Posted by Ryan Morrill on May 12, 2014
A colleague shared a recent Harvard Business Review article with me after I mentioned seeing The Best American Infographics on display in my local bookstore. The article was a brief interview with the series editor, Gareth Cook, and covered some of his thoughts on what makes a great infographic.
If there was one overall theme, it would be persuasiveness. In fact, this was presented as self-evident — an almost inherent quality of any great infographic — so the interview primarily focused on what makes an infographic persuasive.
“First, I’d say, they all have a clear focus. The designer has gone in and removed all the extraneous details so you see just what you need to understand the message behind it.”
I couldn’t agree more. In my own graphics, I am constantly trying to simplify and boil them down to the essential elements — from the text and layout to the colors and icons — that help make the point of the graphic clear.
But in the process of simplifying my graphics, I have sometimes found myself approaching a line — and it’s one that you do not want to cross — after which the graphic is too simple, lacks sufficient context, and loses all its weight. For example, I’ve simplified the pie chart below and used color to help emphasize the point of the graphic.
The edited one is pretty clear, right?
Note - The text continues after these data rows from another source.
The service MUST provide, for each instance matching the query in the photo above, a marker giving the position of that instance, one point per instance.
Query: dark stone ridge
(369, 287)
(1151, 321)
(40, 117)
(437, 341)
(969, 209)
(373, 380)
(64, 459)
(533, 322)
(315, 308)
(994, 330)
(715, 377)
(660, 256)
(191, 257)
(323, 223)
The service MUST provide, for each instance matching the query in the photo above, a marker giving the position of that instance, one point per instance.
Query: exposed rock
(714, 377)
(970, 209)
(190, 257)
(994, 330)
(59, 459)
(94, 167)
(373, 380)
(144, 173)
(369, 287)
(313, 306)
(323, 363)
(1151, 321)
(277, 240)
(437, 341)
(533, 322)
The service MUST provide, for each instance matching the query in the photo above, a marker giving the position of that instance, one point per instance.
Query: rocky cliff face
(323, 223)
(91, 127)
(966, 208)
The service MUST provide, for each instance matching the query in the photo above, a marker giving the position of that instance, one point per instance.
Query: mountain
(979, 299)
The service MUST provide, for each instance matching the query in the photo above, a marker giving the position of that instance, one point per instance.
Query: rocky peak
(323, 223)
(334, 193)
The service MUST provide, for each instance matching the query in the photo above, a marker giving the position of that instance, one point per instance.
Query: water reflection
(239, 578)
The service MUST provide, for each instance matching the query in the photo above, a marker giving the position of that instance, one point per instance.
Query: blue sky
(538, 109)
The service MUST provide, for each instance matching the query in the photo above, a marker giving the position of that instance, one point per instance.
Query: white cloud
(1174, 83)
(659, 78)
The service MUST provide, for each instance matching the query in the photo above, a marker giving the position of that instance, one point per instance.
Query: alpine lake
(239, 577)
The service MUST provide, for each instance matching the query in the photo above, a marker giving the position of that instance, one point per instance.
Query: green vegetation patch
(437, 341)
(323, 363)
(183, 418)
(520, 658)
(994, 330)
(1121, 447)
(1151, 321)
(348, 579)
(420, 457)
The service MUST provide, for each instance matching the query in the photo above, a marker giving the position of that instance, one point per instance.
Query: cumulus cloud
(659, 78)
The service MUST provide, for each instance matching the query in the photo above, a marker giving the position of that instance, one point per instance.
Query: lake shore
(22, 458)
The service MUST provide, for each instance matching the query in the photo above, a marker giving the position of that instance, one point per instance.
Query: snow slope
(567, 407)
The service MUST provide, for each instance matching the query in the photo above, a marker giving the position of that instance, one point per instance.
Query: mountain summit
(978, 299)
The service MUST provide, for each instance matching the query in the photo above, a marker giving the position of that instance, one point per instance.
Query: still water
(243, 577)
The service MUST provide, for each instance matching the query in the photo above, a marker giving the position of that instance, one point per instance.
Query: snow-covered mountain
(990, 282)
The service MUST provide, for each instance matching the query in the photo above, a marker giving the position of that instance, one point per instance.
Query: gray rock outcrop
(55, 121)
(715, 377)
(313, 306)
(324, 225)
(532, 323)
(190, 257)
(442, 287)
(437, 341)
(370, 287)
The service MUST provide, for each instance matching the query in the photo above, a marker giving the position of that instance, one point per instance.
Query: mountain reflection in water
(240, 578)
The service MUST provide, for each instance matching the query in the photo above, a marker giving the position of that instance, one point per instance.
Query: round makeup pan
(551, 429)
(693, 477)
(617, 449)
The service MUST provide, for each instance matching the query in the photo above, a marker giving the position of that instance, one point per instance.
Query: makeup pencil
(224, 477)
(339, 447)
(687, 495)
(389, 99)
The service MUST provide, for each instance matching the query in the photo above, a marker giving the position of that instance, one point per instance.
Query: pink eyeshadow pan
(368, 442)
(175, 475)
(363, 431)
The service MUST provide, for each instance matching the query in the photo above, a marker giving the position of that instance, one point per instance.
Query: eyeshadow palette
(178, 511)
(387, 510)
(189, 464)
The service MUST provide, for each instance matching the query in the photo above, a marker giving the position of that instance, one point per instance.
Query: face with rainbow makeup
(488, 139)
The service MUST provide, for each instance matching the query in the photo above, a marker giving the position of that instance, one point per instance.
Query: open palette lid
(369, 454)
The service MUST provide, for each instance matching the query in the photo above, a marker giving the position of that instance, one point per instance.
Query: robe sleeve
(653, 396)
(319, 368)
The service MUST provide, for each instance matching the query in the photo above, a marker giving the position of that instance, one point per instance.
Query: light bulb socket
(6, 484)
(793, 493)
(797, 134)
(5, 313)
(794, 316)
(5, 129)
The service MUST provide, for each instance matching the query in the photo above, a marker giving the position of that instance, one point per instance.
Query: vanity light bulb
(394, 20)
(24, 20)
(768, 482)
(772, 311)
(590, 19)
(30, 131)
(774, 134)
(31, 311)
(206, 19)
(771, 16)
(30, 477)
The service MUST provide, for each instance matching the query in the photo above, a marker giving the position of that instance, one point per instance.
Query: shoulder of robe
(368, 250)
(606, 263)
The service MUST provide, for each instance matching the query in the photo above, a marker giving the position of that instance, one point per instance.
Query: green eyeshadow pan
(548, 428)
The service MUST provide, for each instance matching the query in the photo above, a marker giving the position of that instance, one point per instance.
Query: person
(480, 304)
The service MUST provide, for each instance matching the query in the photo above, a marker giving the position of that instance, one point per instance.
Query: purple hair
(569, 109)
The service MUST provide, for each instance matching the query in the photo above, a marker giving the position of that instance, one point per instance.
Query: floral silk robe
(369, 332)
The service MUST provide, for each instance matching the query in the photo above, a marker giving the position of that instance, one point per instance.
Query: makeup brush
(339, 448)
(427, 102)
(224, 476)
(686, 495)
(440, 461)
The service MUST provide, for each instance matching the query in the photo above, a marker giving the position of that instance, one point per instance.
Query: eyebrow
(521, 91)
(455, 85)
But, in the true spirit of simplification, why not take it one step further and remove the age brackets all together? Isn’t 50% the number we are really trying to highlight?
“Because that’s stupid!” I might say, unable to articulate the delicate balance of simplicity and context I was striving for. It was something I couldn’t quite put my finger on until I read another one of Gareth’s factors of persuasiveness:
“[Exploration is] an important part of [an infographic’s] persuasiveness: You want to show someone something, but you also want to give them a sense that they’re free to move around and find their own relationships. When they do, they’ll have confidence that you really are giving them the whole story”.
In essence, you want your graphic to be a small, believable world that your audience can briefly live in, allowing them to experience the moment of discovery for themselves.